The 'Westworld' Finale Post Credits Sequence Left Fans In Complete Shock & I'm Not OK

by Ani Bundel
HBO

Westworld's Season 2 finale was 90-minutes long, literally the same length as the original 1973 film. HBO has advertised episodes of Game of Thrones as being long, but most of the time they don't take up much space, with the show running maybe 10 minutes into the allotted extra 30. Not Westworld. They were so determined not to cede their time, they even threw in a post-credits sequence like this was a Marvel movie. But the reveal in the Westworld finale post-credits sequence was big enough to warrant a stand-alone scene outside of the series' finale. Warning: Spoilers for Westworld Season 2 finale follow.

Last week, fans were devastated when William shot his own daughter, Emily, in cold blood. He believed she wasn't real and refused to listen to her insistence otherwise. He didn't stop to make sure she was a host before shooting her. He just assumed, only to realize after he'd murdered his only child.

He so desperately wanted it not to have happened he even took a bowie knife to his arm and began digging around for a host "quick port" in hopes of proving none of this was real.

No such luck, it seemed. When Dolores found him, she sneered at him for questioning the nature of his reality, and then proceeded to take him prisoner.

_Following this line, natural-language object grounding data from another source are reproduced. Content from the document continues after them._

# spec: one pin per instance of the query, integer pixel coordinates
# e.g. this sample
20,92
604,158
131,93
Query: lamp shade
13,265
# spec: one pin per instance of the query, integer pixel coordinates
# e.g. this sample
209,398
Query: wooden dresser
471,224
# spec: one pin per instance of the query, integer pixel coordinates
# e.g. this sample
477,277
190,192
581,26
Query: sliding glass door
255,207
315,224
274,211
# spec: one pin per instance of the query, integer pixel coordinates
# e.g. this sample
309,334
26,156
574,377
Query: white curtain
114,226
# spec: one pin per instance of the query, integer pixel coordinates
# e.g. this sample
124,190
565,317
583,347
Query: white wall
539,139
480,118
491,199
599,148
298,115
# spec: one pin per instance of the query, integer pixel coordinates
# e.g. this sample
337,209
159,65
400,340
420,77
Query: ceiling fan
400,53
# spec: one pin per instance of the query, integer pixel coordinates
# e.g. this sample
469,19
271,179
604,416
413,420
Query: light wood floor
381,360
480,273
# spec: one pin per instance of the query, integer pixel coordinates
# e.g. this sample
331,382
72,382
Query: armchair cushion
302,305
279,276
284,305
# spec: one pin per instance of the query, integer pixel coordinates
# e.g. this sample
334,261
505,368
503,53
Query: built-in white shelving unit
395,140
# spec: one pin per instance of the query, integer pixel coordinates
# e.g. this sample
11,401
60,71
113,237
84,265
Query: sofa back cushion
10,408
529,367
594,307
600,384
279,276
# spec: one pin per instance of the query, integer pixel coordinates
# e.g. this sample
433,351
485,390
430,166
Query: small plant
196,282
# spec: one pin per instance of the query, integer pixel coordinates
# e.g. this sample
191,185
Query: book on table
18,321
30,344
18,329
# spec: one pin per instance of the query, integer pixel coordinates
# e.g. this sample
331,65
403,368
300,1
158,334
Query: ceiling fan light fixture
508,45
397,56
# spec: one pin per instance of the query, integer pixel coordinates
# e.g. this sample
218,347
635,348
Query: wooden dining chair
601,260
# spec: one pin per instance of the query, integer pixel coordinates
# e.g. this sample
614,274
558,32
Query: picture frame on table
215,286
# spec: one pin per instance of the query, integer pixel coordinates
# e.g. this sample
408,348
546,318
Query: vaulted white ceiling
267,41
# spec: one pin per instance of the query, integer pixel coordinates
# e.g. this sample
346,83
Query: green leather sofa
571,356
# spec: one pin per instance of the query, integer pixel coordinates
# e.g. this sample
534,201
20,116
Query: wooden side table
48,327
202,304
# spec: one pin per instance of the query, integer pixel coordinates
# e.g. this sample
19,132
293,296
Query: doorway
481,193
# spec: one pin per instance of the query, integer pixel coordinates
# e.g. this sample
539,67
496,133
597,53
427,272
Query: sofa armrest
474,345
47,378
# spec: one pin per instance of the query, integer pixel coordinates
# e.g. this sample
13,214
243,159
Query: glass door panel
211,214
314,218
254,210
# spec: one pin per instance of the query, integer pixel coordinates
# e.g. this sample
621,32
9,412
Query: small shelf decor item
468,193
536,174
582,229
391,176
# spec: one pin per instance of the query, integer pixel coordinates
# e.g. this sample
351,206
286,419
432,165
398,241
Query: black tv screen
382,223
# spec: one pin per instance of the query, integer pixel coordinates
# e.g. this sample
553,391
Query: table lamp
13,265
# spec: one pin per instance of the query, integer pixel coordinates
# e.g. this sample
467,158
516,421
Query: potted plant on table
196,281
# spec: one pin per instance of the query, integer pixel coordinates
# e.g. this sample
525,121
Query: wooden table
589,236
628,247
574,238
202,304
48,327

To say William was having a bad day would be an understatement. But that's nothing compared to what happened at the end of the episode.

HBO

The last viewers see William, he's following Dolores and Bernard's path into the Forge, presumably to find them and help Dolores destroy it. But fans never see him arrive at his destination. Instead, Bernard shoots Dolores and leaves the Forge alone. The next time William turns up, it's at the end of the hour, lying on the beach, a "high value" survivor.

Then the credits rolled.

When they ended, William was still in the elevator, traveling down into the Forge where... Emily was waiting for him.

William immediately jumps to the conclusion he wanted to believe since she died. He's already inside a simulation. He's a host, none of any of this is real, and he is somewhere in the Forge.

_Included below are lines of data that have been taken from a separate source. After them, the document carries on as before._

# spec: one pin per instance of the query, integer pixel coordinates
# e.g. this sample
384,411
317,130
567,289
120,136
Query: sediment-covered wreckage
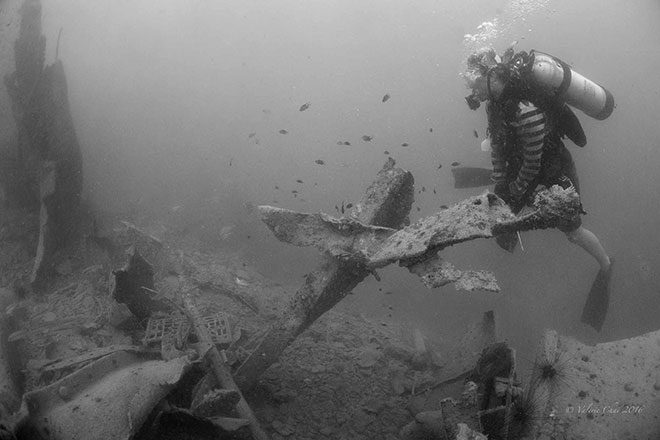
122,334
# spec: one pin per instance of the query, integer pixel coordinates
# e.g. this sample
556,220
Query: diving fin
471,177
598,301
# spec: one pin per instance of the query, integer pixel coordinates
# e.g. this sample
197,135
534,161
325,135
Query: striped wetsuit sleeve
498,159
530,130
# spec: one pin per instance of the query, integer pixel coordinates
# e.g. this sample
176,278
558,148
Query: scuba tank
559,81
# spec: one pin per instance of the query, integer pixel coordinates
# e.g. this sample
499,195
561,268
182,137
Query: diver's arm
498,160
530,131
497,156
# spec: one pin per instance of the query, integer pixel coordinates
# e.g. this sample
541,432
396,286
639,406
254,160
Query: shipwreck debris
386,205
375,235
46,162
207,349
109,398
133,286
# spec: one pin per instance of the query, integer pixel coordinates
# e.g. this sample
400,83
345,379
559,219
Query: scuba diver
528,116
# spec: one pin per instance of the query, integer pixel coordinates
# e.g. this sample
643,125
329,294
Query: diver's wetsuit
528,152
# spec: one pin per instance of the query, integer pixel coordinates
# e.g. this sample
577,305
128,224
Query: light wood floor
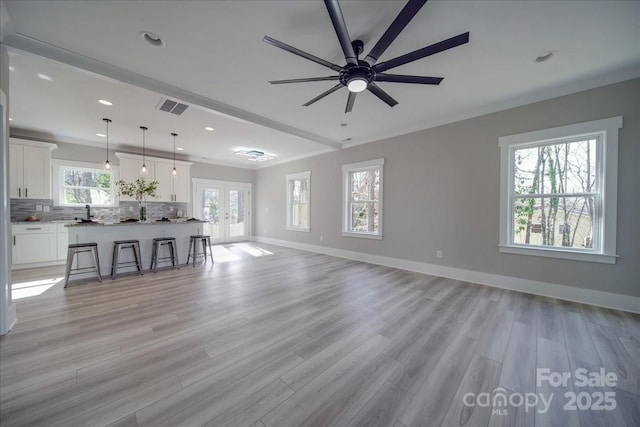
271,336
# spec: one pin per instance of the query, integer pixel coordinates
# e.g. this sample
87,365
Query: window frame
347,169
59,166
606,168
289,206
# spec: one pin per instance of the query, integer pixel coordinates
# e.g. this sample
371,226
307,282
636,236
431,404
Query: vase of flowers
140,189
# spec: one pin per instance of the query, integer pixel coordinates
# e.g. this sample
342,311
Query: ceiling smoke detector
255,155
152,38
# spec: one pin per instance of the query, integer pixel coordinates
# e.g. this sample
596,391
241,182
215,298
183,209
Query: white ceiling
215,61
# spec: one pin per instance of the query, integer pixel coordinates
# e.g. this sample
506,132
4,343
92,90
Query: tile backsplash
22,208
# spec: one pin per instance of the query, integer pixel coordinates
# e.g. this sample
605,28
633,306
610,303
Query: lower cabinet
34,243
63,241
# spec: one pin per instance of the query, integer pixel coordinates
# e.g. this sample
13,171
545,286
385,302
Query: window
362,182
298,199
559,191
81,184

But Emily tells him no. The system is "long gone." This is not a simulation. This is what's left of "his world."

Emily leads him into a room, not unlike the one they kept the James Delos' host in and begins, once again, to conduct the tests viewers saw young William performing on his father-in-law back in episode 4. She is testing, like he was, for fidelity.

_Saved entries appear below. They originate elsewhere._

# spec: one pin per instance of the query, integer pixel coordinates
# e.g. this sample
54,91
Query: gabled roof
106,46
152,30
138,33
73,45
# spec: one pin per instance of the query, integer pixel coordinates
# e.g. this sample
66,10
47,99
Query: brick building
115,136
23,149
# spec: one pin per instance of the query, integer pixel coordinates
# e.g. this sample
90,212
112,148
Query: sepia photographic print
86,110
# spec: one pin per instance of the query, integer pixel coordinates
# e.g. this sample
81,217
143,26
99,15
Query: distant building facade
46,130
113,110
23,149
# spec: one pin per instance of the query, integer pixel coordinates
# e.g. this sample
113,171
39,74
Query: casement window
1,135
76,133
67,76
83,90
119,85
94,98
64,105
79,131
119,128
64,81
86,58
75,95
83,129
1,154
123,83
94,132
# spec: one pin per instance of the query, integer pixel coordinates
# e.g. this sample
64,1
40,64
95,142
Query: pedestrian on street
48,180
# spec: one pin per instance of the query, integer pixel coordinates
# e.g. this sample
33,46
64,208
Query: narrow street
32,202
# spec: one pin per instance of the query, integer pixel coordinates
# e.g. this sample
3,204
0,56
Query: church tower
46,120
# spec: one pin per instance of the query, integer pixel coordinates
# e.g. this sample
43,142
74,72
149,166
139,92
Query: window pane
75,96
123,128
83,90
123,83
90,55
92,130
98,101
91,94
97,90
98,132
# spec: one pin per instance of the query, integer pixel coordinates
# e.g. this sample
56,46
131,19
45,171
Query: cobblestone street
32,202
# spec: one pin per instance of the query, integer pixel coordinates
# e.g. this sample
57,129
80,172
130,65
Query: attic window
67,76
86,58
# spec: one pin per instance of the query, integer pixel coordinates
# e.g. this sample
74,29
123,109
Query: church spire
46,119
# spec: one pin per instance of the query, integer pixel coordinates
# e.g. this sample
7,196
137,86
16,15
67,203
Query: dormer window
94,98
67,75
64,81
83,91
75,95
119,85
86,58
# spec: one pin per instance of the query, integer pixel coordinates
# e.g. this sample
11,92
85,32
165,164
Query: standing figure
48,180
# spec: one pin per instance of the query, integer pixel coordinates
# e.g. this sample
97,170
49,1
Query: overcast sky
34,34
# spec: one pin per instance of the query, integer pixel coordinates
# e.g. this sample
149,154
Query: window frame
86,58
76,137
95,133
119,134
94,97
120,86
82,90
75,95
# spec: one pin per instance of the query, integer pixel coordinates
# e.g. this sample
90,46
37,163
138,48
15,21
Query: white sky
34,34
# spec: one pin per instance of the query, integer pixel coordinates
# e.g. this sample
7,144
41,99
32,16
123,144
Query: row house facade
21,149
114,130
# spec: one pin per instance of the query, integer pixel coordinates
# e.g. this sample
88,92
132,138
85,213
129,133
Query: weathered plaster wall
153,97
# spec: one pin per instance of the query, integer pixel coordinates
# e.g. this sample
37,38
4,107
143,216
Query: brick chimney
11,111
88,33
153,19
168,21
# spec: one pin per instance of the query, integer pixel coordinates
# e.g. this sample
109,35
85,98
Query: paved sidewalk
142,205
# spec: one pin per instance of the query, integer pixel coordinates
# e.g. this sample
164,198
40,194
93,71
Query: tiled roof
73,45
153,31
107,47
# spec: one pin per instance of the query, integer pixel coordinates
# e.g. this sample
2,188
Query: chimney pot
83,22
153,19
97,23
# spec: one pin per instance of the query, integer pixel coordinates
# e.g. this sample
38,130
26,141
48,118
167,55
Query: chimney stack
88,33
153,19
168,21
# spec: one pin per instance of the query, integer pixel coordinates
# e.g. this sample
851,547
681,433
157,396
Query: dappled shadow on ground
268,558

Is this a host version of William, set far in the future, a test the Delos corporation is running independently of the park, still, after all these years? It seems so. But then how is Emily the one doing the testing? After all, she's dead.

HBO

But then again, so was Logan, and he was the fidelity test for his father inside the Forge.

Here then, we have both Delos and William being fidelity tested by their children. Logan revealed to Bernard and Dolores in the Forge his father's cornerstone, the moment he returned to and lived again and again in every simulation model, was the moment where he walked away from Logan's plea for help: His moment of deepest regret.

Is this what William has been living inside the park? His storyline is oddly offset from the action taking place, in both seasons. The first season, viewers assumed it was to keep them from figuring out there were two timelines until the end. But in Season 2 he's also been off on his own track. Is this because he's reliving his own cornerstone, his killing of Emily, his deepest regret?

How will this new timeline in the future play into Westworld Season 3? It's going to be a long wait until fans find out.